Through their lives seniors accumulate many tensions (stress, strong emotions, shocks, impacts, fractures or scars). With each, the body has been adapting in order to function and at the same time it has been storing tensions within the tissues or in the nervous system affecting overall wellbeing.
For example, when we treat a senior that has accumulated a lot of stress during life, it is normal to find his or her nervous system still with tension. In some cases, the posture can reflect an emotional state similar to when a person has received an emotional shock that has not been liberated. The osteopath will focus the treatment at the nervous system level.
Another example, when a person has the cruciate ligaments broken in the knee, or a foot fracture, this person will transfer weight to the other leg. The part of the body that received the trauma, having suffered a tissue disorganization or from not being used correctly will create in an area of restricted mobility. This area is known as the area of “primary” tension.
This primary tension will have a domino effect upon other parts of the body that were not affected, possibly altering its function with the appearance of pain or inflammation with the passage of time. Thus a person with a knee problem will disrupt the balance between the right and left of the body and will unconsciously make the back work in an unbalanced manner creating pain up to the neck level.
At the moment of any traumatism (impacts, car accidents, falls, surgery and fractures) the nervous systems receives the information that damage has been caused in the tissue and starts protecting it.

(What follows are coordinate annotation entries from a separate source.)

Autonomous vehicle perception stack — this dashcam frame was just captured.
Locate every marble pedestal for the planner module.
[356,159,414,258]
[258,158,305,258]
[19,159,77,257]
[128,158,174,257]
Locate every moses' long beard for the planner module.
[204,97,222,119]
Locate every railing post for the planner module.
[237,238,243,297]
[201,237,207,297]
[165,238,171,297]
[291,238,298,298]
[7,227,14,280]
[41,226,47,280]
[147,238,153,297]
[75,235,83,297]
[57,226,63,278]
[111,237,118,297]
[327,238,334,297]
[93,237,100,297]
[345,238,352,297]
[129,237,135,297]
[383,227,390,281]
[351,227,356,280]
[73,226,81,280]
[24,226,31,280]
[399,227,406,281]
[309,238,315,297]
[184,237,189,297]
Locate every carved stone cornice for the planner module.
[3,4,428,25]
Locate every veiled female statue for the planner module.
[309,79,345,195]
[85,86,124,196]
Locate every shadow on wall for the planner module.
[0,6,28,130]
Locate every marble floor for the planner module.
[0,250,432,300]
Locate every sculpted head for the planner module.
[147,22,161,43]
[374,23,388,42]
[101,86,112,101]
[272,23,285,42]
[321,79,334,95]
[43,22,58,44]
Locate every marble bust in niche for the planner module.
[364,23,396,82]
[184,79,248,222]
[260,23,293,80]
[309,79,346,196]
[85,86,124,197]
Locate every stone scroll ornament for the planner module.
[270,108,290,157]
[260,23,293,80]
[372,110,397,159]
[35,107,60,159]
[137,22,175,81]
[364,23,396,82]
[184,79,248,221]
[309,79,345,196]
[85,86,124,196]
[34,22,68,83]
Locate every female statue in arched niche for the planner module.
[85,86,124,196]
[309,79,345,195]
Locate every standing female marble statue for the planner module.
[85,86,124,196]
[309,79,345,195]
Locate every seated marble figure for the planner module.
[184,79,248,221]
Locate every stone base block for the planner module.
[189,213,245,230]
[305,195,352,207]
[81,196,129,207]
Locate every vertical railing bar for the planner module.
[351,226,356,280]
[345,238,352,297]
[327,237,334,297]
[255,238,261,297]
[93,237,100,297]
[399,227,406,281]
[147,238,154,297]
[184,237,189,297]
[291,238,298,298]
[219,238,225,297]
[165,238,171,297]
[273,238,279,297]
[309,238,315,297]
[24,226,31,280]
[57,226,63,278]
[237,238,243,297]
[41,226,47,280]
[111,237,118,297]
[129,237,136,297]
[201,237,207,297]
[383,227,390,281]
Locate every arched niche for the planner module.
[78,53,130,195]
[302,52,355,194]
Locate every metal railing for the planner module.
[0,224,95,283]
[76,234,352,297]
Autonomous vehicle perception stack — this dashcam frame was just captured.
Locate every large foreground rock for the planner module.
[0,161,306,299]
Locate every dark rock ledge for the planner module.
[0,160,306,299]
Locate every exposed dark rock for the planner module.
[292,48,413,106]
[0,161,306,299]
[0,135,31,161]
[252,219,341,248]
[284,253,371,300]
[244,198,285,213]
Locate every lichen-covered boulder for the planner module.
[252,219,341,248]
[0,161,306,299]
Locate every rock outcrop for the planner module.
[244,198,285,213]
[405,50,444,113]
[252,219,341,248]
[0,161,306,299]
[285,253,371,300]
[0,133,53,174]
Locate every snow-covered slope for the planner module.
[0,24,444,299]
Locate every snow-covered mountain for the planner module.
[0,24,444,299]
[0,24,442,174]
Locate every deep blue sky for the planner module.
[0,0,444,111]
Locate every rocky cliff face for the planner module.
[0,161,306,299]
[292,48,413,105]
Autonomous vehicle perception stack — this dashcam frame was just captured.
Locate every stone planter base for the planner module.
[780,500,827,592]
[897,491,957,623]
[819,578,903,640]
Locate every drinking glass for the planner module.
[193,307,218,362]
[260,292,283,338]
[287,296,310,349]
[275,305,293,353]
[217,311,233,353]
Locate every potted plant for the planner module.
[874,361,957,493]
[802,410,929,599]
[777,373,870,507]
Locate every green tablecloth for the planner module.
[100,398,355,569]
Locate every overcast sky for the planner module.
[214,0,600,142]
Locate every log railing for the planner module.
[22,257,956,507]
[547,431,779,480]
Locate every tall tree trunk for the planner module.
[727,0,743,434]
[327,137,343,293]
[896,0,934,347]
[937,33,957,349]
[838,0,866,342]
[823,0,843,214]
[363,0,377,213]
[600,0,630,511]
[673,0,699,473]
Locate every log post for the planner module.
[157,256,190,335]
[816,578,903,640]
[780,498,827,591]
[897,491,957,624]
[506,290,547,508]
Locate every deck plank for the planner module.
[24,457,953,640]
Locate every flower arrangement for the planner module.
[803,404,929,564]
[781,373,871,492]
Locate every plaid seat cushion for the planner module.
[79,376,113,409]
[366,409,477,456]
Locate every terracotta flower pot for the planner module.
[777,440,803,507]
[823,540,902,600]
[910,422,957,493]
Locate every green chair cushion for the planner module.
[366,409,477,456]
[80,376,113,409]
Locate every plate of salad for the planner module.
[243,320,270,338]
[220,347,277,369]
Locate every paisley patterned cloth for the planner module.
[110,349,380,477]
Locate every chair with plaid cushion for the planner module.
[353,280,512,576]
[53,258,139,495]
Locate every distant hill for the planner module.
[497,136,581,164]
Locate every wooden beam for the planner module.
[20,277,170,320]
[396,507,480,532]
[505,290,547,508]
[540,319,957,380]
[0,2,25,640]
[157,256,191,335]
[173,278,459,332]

Until this stored information in the nervous system has not been liberated by a therapist, even if the original pain has disappeared, the patient will continue protecting this area unconsciously, altering posture, and preventing a complete recovery
As we can see, to compensate for the pain, a person constantly adapts their posture, creating an imbalance in the spine, which at a later stage often translates into arthrosis in old age. This deformity limits articulatory movements and provokes local inflammation and aches.
The osteopath will locate the “primary tension” areas that were the cause of the tissue and nervous disorganization, so that these areas can be relaxed allowing the compensations in both systems to undo themselves.